README for LO

LO is the code base for running the LiveOcean collection of regional ocean simulations.

The code here handles all the non-research tasks of making model (e.g. ROMS) forcing files, running the model on a remote linux cluster, and post-processing of model output. Many of the post-processing tasks, such as mooring- cast- and layer extractions, and particle tracking, are designed for other users to be able to run from the linux command line, or modify if needed.

This version is the second major release of this project, the first was called LiveOcean. This version incorporates all the things I learned building the first one. A few specifics: it uses python Path objects everywhere possible. It defaults to using NetCDF4 for all the ROMS forcing. It uses python code instead of shell scripts wherever that makes things simpler - especially in the drivers. It also uses a much more rigorous and naming and organization system. It transitions to using xarray instead of the netCDF4 module. For a very few pieces of code you also need Matlab, and these are being deprecated, so you can likely ignore this requirement.

All the instructions assume you are working from the linux (bash) command line.

Contact Parker MacCready, [email protected], with any questions.

Check out today's model output at LiveOcean.

Why would you clone this repo?

The main users of this repo are people who are in some way collaborating with me and want to use any of my forcing-generation, model-running, or post-processing tools. You don't need this repo to work with the LiveOcean ROMS output files, but some of the tools here may be useful.

Getting up to speed with linux, python, and git

To work with the LO system, ROMS, and generally to be able to do modern numerical modeling, it is important that you have reasonable skill with linux, python, and git. If you need a refresher or a starting place with any of these you could look at the lectures from my Effective Computing Class. Ignore the first lectures about installing linux and python. They are superseded by the notes here. But the lectures starting with Linux 1 and continuing through those on python and GitHub will be relevant.

Here is a great short tutorial about how to make a "pull request" in GitHub: https://www.youtube.com/watch?v=jRLGobWwA3Y. This is the preferred way for other users to contribute to the improvement of this code project. (Thanks to Jilian Xiong for finding the link!)

Installation - four steps

All the instructions assume you are working from the linux (bash) command line. When I say "go to" I mean navigate to that place, and "do" means enter that command from the linux command line and hit return.
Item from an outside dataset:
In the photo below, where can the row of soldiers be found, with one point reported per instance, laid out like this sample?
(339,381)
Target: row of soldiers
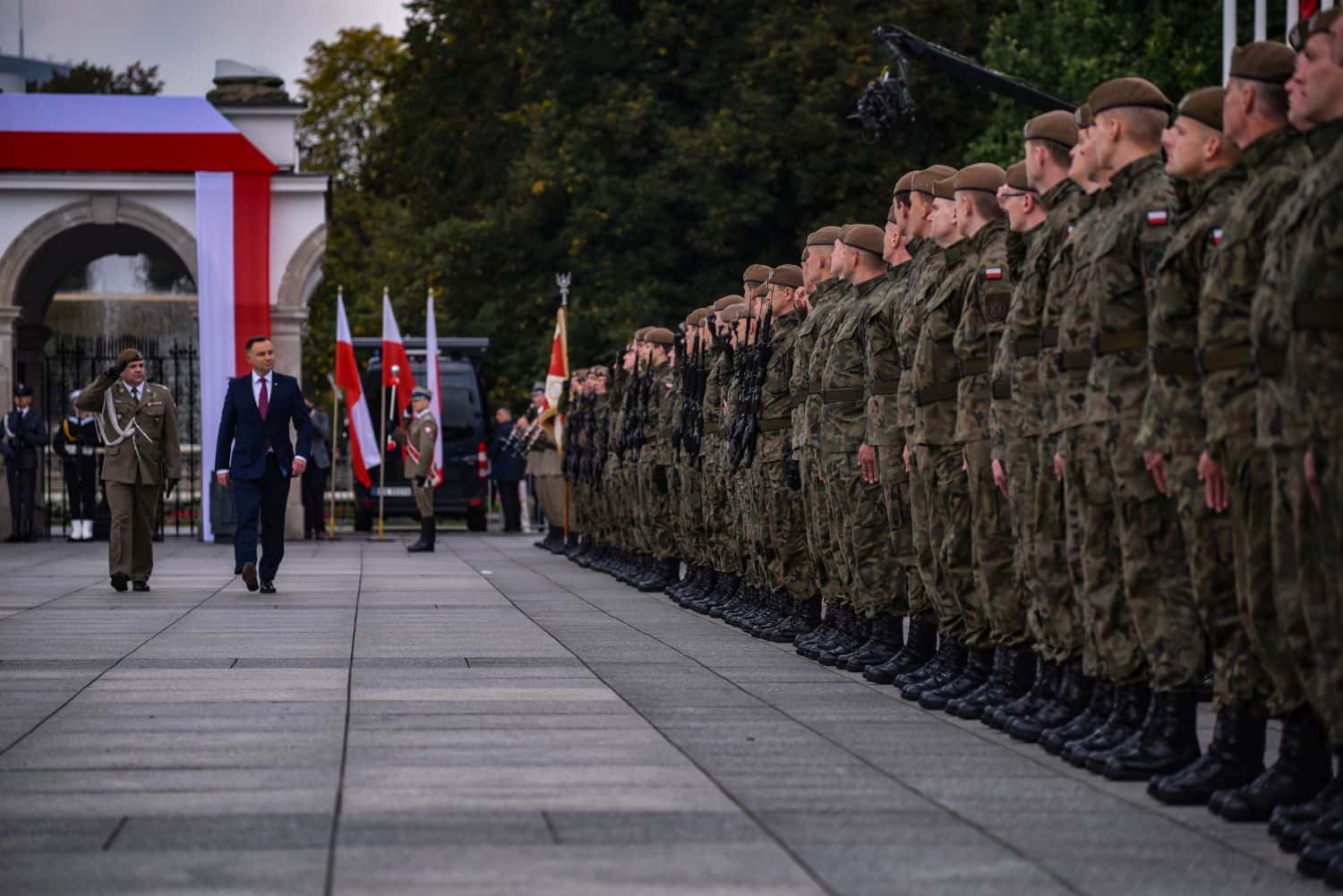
(1041,450)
For mac users you already have the linux operating system and a terminal. To help with cross-platform compatibility we will used the bash shell (instead of the new mac default zsh), so you should issue this command in your terminal window chsh -s /bin/bash to set your default shell to bash.

Windows users need to download Ubuntu and get it configured. Here is a LINK to the download. After downloading, follow these DIRECTIONS about the best practice to get this set up before installing miniconda. WSL is basically configuring linux within windows for ubuntu to use. Then just work from a terminal window using ubuntu as your version of linux. Thanks to Marissa Leatherman for these tips.

To use the LO system effectively as a member of MacCready's research group, you will likely be setting up your own python installation on both your laptop and on one or more of our group servers (e.g. apogee and perigee). You will also probably be working on the UW supercomputer cluster called hyak, but you don't need to install python there.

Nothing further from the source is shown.